Unit profit? Yes. But how many copies do they sell, especially with the relatively low profile Slackware tends to take these days? I doubt they do much more than break even, once overheads are taken into consideration.
And $40 is not that much. Compare that with most other distros. Most of them cost at least that much for an official diskset.
Quote:
Quoth keefaz: Just go to www.slackware.com and point me a page with a price
Subscription is only $25 per release, $40 for a one time purchase. However since, unlike other "major" distros Slackare is a 2-3 person operation the overhead is not as high.
OO.o is nice, but definitely not needed to get the full Slackware experience. Just download it. I appreciate that you are on a dial-up connection but open office is only 76.4MB as compared to 1000 and change MB for the first two CDs of Slack. If you don't have the patience to download OO.o, you can buy a CD for ~$6, probably less, that is just from a random link I followed.
EDIT: Not to suggest you not get Slackware (I love it) but if Fedora Core 1 has been flawless for you why change? If you are trying to gain experience in Linux Slack is a good choice though.
Thanks for the package links, I found most of them but reading PACKAGE NAME: a2ps-4.13b-i386-2.tgz doesn't really help, I was hoping for a nice neat list that clearly stated the packages.
I went to the package section and noticed that they don't really have a lot (If any) packages listed.
I was mostly concerned about having GIMP 2 pre-installed because I was going to do it with Fedora Core 1 but it needs around 5 other packages which I don't want to download and install.
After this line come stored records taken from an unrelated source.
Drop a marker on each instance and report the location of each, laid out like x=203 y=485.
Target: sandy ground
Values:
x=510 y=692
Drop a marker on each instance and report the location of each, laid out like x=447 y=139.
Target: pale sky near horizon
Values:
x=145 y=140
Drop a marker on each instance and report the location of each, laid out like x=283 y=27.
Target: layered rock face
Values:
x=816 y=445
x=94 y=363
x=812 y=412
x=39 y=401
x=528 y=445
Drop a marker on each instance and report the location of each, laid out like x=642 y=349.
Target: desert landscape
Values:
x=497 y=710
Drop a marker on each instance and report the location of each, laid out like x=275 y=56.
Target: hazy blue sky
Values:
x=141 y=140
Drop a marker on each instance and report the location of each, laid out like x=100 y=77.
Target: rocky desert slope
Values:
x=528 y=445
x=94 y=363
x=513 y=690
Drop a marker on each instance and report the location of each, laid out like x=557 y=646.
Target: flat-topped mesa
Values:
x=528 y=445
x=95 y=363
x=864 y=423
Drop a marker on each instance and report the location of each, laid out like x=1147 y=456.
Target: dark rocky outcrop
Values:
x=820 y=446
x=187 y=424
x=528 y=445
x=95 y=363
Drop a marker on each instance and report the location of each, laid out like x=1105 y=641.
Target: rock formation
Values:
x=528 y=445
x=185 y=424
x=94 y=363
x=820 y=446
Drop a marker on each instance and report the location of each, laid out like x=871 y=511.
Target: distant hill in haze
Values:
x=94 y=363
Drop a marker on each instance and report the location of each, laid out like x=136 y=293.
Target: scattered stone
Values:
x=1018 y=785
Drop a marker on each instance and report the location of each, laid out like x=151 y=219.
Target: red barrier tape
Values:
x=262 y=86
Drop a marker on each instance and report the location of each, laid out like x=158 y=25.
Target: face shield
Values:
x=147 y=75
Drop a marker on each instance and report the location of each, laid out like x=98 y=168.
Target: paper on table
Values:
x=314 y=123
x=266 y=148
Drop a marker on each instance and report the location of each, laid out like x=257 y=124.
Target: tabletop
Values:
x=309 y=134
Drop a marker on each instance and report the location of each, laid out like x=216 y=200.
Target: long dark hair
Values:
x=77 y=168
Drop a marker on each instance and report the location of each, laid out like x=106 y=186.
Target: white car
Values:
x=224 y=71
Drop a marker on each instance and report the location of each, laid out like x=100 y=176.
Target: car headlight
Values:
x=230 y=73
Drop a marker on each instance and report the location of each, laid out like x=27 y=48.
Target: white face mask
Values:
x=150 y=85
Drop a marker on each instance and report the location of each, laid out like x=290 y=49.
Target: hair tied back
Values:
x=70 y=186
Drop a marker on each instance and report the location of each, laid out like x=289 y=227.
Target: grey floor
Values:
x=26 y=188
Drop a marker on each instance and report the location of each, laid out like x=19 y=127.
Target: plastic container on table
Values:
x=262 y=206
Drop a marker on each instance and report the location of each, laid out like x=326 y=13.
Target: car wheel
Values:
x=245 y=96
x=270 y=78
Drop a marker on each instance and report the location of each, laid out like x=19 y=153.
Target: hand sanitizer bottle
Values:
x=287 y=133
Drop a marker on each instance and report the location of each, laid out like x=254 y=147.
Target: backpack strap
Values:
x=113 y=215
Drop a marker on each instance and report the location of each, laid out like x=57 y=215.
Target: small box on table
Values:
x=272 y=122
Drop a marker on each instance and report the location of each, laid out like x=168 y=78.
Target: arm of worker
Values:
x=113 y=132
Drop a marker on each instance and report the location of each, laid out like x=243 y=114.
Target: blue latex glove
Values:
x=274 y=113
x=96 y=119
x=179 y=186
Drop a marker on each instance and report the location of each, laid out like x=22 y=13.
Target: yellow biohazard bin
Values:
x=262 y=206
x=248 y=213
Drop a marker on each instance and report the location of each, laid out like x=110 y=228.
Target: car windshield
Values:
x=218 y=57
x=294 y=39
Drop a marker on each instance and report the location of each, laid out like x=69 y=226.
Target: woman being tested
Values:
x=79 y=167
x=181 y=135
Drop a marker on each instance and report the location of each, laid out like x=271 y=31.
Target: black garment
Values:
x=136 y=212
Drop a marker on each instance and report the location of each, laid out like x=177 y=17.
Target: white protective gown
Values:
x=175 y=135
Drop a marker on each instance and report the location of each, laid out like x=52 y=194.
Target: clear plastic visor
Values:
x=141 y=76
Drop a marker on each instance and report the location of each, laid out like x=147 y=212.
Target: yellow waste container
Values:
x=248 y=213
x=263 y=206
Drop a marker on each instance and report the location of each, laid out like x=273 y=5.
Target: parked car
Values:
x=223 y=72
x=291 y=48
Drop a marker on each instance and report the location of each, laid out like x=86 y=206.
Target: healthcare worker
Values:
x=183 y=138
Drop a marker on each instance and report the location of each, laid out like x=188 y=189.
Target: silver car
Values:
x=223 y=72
Abiword looks pretty good, guess I'd have to use it to really appreciate how good it really is. I noticed you can only get the source and compile it though, which is kind of what I want.
I'm hoping Slackware will be a bit more involved then FC1, right now it's just like using a stable version of windows without Photoshop :P
P.S. Does anyone know if it supports a Ethernet Card with a Prism 2.5 chipset. Someone at another forum was going to install FC2 but couldn't do it because the chipset wasn't supported.
P.P.S I've been hearing mixed reactions about the linux 2.6 kernal, mainly that it's not as stable as the 2.4 kernal. Any truth to this? Because I want to install the latest and best of everything.